Blily is ready to restore what he lost. The books, the shelves, the store, the computers, the staff. Challenged by months of shipping problems and red tape, it’s close to reopening — maybe next week.

Back to Mickey, work continues. The eatery is listed on the National Register of Historic Places, so staff members appreciate the under 30s while preserving the surroundings that customers love.

As they work, Cheryl Adder works on Mickey Diner’s diary. Her father, Frank LaPlante, was one of the restaurant’s managers when it first opened, and the diner’s history has been part of her family history ever since.

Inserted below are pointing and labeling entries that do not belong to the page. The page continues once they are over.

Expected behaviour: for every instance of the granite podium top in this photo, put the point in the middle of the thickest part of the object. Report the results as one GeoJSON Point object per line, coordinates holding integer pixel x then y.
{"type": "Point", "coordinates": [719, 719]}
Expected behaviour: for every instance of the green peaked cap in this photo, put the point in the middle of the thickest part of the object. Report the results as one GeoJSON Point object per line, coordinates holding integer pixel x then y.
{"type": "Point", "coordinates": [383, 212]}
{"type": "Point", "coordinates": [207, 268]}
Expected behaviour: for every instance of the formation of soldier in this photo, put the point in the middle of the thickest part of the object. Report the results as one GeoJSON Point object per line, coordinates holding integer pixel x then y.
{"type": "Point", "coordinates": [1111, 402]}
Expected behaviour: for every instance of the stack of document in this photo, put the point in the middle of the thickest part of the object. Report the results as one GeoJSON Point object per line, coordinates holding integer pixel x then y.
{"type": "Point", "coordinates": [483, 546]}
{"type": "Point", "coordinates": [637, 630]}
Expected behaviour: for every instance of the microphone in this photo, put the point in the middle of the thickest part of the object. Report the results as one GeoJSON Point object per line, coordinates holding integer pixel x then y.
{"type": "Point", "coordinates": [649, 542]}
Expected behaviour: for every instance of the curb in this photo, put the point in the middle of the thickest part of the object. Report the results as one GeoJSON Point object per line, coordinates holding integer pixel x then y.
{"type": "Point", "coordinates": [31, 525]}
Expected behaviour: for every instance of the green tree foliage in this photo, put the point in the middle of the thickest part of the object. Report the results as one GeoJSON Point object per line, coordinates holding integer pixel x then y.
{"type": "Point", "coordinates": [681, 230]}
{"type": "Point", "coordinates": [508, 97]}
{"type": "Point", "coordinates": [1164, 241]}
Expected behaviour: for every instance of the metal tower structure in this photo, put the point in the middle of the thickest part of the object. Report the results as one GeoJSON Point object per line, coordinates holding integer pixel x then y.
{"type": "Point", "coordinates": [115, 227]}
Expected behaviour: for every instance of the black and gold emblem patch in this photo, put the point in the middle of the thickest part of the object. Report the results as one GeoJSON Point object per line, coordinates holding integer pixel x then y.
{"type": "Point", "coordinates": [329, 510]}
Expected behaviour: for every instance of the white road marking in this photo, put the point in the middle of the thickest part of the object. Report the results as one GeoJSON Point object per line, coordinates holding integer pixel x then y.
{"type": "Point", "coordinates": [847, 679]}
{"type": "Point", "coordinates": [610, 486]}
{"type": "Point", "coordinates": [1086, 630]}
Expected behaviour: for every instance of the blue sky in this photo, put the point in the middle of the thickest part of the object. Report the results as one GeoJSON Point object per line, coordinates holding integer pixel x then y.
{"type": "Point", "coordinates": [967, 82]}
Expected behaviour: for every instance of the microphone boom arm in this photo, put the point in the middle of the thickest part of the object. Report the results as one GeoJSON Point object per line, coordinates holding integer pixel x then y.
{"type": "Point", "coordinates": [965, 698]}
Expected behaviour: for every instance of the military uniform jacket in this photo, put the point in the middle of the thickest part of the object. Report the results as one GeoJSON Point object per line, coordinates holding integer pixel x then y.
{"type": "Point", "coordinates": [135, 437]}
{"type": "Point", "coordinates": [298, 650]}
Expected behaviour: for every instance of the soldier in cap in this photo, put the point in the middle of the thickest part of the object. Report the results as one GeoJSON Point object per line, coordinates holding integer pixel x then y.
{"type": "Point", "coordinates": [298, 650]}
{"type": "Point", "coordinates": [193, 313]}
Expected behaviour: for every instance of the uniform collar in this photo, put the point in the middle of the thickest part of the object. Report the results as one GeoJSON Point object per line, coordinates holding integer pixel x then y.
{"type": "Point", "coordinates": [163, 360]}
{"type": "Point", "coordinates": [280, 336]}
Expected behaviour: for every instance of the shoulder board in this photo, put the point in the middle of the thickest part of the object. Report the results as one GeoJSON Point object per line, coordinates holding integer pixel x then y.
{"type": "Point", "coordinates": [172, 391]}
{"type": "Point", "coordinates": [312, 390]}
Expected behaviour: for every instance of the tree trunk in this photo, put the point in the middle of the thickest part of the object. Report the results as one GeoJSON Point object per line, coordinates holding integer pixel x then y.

She filled 32 scrapbook pages with family photos, postcards, newspaper and magazine clippings. She remembers every time Mickey appeared in a Hollywood movie and her grandson built a diner out of Legos.

“I really care about this business,” said Ader, 69. “It’s a family.”

For decades, Mickey’s doors were open every hour, every day, every holiday. Blank Mickey has been a strange, sad sight over the past few years.

But the new booths are on their way. Once customers have a place to sit, opening day isn’t far off. Ader is dreaming of her first meal back. Maybe it’s a burger. Maybe one of Mickey’s legendary breakfasts.

“I can’t wait,” she said. “The food is great. The atmosphere is fun. And there’s just so much history.”